The protection of the community was, I think, a valid point in the present matters. We have been referred to a number of cases involving the sentencing of juveniles. In particular, mention may be made of Livett, CA 327 of 1998,
4 December 1998; Speechley ex parte Attorney General,
CA 510 of 1994, 21 February 1995; Holley, CA 375 of 1997,
1 December 1997; Hardy, CA 244 of 1994, 23 August 1994; and Doctor, CA 375 of 1998, 13 April 1999.
It is true that in Holley and Hardy sentences of detention of two years resulted, and in Doctor three years resulted. However, in each of those cases the criminal offences were far more serious and resulted in far more harm to the community than those involved in the present matter. In the other cases which I have mentioned, considerably more moderate responses resulted from the courts, including this court. Speechley is merely an example of an adult offender where a sentence of 12 months fully suspended was allowed to stand. Livett however is fairly comparable with the present matter, and, if anything, more serious. The Court of Appeal, noting that he had served three months detention by the time of the appeal, made an immediate release order, conditional of course upon his submitting to an appropriate program.
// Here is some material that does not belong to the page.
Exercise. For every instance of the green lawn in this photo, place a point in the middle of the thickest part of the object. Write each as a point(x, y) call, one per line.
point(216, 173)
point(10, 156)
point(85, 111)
Having looked at the cases, I think that the sentences imposed here were too high for the conduct involved. Overall there were 16 offences, the most serious of which was breaking, entering and stealing. Only a total of $8000 was involved in all of the offences. In placing the present case in the scale of sentencing and endeavouring the maintain consistency, I am of the view that a total effect of sentences should not have been greater than 12 months and that 12 months detention with release after serving 50 per cent is the effective sentence that should have been imposed.
I would accordingly grant leave to appeal, allow the appeal and set aside the sentences, including in particular the recommendation that they be served cumulatively. In place I would frame sentences which avoid the use of cumulative sentencing and would impose 12 months detention in relation of each of the breaking and entering offences. Those offences are contained within indictments 62 of 2000, 473 of 1999 and 54 of 2000.
With respect to all of the other offences contained in the five indictments which are in issue, I would reimpose the same sentences as the learned sentencing judge but indicate that all sentences are to be served concurrently. I would also order release after 50 per cent of the sentences has been served.
MULLINS J: The offences occurred over a period of nine months. The offending conduct occurred while the applicant was on probation in relation to an offence of robbery with actual violence. Some of the offending conduct occurred while the applicant was on bail for some of the subject offences.
Having regard to the applicant's prior criminal history, a detention order without an immediate release order was appropriate. I agree, however, with the reasons of his Honour Justice Thomas that the total sentence of 18 months is excessive. I therefore agree with the orders proposed by his Honour Justice Thomas.
THE CHIEF JUSTICE: The order of the court is grant leave to appeal against sentence, allow the appeal, vary the term of detention imposed below in respect of each of the counts of breaking and entering and stealing to 12 months, delete the requirement that terms be served cumulatively, order that all terms be served concurrently, order that the appellant be released from detention after serving 50 per
cent of the sentence, convictions to be recorded as ordered below.